Wont have another chance to go until after this week probably. Mountain is closed because of Ice Rain and well RAIN.


----------



## john doe (Nov 6, 2009)

When you are rotating you need to be in a tucked position. This way, when you spot your landing, you are able to un-tuck at the right time to slow your rotation and land flat. If you are just hucking and hoping for the best then it will always be inconsistent.


----------



## CheoSamad (Nov 18, 2011)

john doe said:


> When you are rotating you need to be in a tucked position. This way, when you spot your landing, you are able to un-tuck at the right time to slow your rotation and land flat. *If you are just hucking and hoping for the best then it will always be inconsistent.*


Unfortune truth is I am probably just hucking.

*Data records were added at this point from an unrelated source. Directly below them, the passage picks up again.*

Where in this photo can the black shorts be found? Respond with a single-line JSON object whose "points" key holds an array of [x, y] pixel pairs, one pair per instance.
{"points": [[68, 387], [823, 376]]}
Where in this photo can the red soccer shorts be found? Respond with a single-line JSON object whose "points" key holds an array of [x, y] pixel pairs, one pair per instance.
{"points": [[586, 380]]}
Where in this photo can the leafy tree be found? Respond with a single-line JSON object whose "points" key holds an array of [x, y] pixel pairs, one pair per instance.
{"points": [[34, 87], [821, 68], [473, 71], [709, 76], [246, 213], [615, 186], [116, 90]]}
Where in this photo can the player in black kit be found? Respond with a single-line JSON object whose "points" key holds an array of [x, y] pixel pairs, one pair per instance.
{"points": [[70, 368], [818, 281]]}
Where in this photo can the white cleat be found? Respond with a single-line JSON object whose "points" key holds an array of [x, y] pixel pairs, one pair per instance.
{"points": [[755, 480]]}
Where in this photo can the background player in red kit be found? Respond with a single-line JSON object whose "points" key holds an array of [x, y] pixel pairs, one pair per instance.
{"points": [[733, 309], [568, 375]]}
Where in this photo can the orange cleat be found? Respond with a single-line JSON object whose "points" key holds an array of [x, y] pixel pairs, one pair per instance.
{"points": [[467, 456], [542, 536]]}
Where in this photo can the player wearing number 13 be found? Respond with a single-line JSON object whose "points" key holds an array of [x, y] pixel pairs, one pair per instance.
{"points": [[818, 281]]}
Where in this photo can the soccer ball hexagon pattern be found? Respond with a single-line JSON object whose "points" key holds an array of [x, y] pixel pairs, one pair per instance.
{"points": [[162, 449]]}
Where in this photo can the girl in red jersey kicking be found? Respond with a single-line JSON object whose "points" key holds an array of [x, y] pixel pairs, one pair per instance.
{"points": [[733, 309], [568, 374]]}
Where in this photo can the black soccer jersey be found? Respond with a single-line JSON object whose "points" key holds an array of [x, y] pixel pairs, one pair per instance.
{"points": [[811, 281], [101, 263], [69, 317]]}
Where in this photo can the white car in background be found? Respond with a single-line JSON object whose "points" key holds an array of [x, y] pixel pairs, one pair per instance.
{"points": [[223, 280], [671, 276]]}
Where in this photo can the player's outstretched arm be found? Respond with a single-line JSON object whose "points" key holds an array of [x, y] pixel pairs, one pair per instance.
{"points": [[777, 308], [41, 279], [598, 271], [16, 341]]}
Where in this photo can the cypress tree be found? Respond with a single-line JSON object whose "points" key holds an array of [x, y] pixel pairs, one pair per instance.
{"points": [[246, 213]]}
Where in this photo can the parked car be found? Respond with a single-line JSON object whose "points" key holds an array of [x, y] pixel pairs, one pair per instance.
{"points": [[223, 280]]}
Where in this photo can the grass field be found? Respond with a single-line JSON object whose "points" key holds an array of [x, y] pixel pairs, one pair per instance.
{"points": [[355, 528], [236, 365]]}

Since It all happens so fast Im not really able to orientate myself enough to "spot the landing". I was trying to simply go off of noticing when Im upside down and untucking when Im rightside up.


----------



## ThunderChunky (Oct 1, 2011)

I do it and just land on my back. None of my friends were with me though so I don't know what was wrong. I feel like it's much harder to do it off something other than a jump the first time you do it.


----------



## CheeseForSteeze (May 11, 2011)

What style are you going, tamedog? If you nollie too hard, you will over rotate, especially if you are off the end of a box, roller or whatever. If you tuck right, you'll get the rotation and it will be more controllable with a smoothly popped nollie. When you nollie, think about popping not just forward (this is what causes the "huck") but forward _and_ up and using your tuck to get the rotation, not hucking it out. In short, tuck not huck.


----------